Two last-minute amendments to a Senate appropriations bill could create new roadblocks for Indians trying to get water in Arizona and keep their oil in Oklahoma.

One amendment, promoted by Sen. Dennis DeConcini (D-Ariz.), would overturn a decision announced last week by Interior Secretary Cecil D. Andrus for allocating Central Arizona Project water to 12 tribes.

The other, proposed by Sen. Henry Bellmon (R-Okla.), would permit the Army Corps of Engineers to acquire Osage Indian oil and mineral interests underlying several reservoir projects. o

Osage minerals in the northeastern corner of Oklahoma are valued at $1.2 billion and the tribe is not interested in selling its rights. The corp has offered to pay only a fraction of that amount.

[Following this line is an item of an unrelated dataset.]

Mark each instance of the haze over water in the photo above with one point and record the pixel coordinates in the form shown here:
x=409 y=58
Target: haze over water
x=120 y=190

The DeConcini and Bellmon amendments are part of a continuing appropriations measure for fiscal 1981 that is scheduled for Senate action this week. The House version does not deal with the two Indian matters.

The Senate bill contained dozens of other provisions for special home-state projects that senators have been unable to obtain through normal authorizing procedures.

The Indian-related amendments, added without hearings or public discussion, drew a critical reaction from Suzan Harjo of the Native American Rights Fund.

She said that adoption of the amendments would result in new and expensive delays in the Indians' efforts to re-establish rights already affirmed by federal courts.

In the Central Arizona Project case, Andrus had just announced terms of a contract to allocate Colorado River water to 12 Arizona tribes.

His decision came after four years of negotiations with the Indians, who had agreed not to file lawsuits if the government would handle their claims in good faith.

DeConcini's amendment forbids the use of federal funds for making any water allocations or signing contracts before next February. This would put the case in the hands of the new Reagan administration, which Arizona farming and development interests hope might reduce the Indians' share of the scarce Colorado water.

Harjo described the retiring Bellmon's amendment as "his goodbye raspberry" to Oklahoma Indians, whose unwillingness to cede valuable oil, gas and mineral rights to the government has slowed reservoir plans.

The legislation would authorize the Army to acquire the Osage rights so that it can move ahead with work on the Skiatook, Candy and Shidler reservoirs.

Candy Reservoir for example, has been stalled by a ruling of the 8th U.S. Circuit Court of Appeals, which said the corps needed a specific congressional authorization to condemn the Osage minerals before it could proceed.

A recent professional study conducted for the Osage Trial Council estimated the market value of oil, gas and minerals under the Skiatook and Candy projects at $1.2 billion.

The corps budgeted $13.2 million to pay the Indians for the right to flood minerals beneath Skiatook. The Osage council, insisting it does not want to sell, says damages there would be $382 million.

Skiatook has been under construction since 1976, even though the government had not cleared up the mineral-rights case. An aide to Bellmon described it as "an oversight."